Das CORNUS-UGV ist als modulare Plattform für anspruchsvolle Einsätze in militärischen und sicherheitsrelevanten Umgebungen ausgelegt. Es lässt sich flexibel für unterschiedliche Missionen konfigurieren, darunter Aufklärungsaufgaben, Logistiktransporte in schwierigem Gelände, die mobile Energieversorgung im Feld sowie die unmittelbare Unterstützung von Einsatzkräften. In all diesen Anwendungen sind Zuverlässigkeit, Robustheit und Ausfallsicherheit zentrale Anforderungen – Bereiche, in denen Steyr Motors auf jahrzehntelange Erfahrung aus Marine-, Spezialfahrzeug- und Defense-Anwendungen verweist.
Der Schritt in den UGV-Markt erfolgt vor dem Hintergrund eines breiten Trends hin zu autonomen und unbemannten Systemen. Weltweit investieren Streitkräfte verstärkt in autonome Aufklärungsplattformen, unbemannte Logistikfahrzeuge, ferngesteuerte Schutzsysteme und maritime Robotik, um Risiken für Soldaten zu verringern und gleichzeitig die operative Leistungsfähigkeit zu erhöhen. Ein jüngstes Beispiel für die wachsende Bedeutung solcher Technologien ist eine US-Rettungsaktion in der Straße von Hormus, bei der unbemannte Überwasserfahrzeuge zum Einsatz kamen und damit die Relevanz autonomer Fahrzeugplattformen unterstrichen haben.

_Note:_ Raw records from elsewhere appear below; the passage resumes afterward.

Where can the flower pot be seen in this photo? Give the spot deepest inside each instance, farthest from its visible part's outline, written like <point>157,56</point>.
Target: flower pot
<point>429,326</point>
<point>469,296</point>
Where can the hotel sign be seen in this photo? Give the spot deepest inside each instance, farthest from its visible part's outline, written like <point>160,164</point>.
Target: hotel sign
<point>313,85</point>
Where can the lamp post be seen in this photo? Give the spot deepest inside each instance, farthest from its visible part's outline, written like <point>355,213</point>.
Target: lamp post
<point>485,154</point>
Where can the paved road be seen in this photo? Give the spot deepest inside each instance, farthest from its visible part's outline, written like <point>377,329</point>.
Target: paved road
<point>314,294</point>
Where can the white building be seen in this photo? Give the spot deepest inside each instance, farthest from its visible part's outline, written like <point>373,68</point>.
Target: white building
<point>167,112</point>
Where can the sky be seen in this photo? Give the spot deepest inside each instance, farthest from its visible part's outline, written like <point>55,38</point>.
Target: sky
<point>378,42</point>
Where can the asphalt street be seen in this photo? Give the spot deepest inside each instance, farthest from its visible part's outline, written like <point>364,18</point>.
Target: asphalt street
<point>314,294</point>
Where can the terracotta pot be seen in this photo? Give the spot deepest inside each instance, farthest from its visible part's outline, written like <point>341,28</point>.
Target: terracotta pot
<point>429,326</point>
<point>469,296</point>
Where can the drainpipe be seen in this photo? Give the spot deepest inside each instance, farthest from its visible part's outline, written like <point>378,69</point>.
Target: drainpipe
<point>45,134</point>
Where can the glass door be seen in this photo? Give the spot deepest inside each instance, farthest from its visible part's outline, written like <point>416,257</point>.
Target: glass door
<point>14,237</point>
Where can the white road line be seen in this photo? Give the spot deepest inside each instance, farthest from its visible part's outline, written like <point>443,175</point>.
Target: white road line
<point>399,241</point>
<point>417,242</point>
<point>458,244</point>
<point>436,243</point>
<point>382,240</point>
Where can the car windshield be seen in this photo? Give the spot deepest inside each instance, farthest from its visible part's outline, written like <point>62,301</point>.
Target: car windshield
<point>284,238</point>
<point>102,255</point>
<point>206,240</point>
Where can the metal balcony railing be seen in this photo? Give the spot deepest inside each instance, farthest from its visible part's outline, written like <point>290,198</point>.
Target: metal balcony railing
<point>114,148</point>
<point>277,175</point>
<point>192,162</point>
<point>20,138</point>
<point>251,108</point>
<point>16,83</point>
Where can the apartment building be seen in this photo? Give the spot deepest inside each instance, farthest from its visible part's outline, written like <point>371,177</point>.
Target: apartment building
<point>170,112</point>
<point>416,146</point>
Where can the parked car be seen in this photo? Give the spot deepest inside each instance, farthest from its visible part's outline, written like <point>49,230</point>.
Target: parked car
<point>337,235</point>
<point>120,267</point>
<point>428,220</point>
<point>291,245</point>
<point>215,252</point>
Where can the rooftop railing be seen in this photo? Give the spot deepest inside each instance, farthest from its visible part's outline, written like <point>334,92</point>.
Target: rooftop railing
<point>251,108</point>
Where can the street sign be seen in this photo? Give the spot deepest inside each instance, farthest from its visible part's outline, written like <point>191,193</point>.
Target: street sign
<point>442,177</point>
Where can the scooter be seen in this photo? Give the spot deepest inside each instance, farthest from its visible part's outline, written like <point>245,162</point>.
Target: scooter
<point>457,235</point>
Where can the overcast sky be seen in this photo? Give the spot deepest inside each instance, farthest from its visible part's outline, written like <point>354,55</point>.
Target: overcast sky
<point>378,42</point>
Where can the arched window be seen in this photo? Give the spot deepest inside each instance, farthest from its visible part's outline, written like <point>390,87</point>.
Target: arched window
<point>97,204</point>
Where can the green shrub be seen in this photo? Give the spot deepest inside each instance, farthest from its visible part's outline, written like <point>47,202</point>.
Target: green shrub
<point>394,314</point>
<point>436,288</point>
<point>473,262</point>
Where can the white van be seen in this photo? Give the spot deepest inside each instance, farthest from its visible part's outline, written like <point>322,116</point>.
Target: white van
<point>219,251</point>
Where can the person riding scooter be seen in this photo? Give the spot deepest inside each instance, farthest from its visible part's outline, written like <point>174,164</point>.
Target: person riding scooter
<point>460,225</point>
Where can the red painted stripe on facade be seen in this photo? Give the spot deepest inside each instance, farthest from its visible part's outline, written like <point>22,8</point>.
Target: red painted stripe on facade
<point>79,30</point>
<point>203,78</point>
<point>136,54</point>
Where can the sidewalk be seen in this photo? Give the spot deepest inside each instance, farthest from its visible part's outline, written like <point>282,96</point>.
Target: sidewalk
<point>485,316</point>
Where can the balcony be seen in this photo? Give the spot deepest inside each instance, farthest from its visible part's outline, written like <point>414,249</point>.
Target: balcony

Branchenanalysen veranschlagen das Volumen des globalen Marktes für unbemannte Systeme bis zum Jahr 2033 auf mehr als 67 Milliarden US-Dollar. Steyr Motors sieht sich als Technologiezulieferer gut positioniert, um von dieser Entwicklung zu profitieren. Das Unternehmen betont, dass das Wachstumspotenzial aus autonomen Defense-Lösungen im aktuellen Auftragsbestand erst in Ansätzen abgebildet ist. Der Einstieg in das CORNUS-Programm gilt vor diesem Hintergrund als weiterer Baustein, um die Präsenz im Zukunftsmarkt unbemannter Systeme deutlich auszubauen.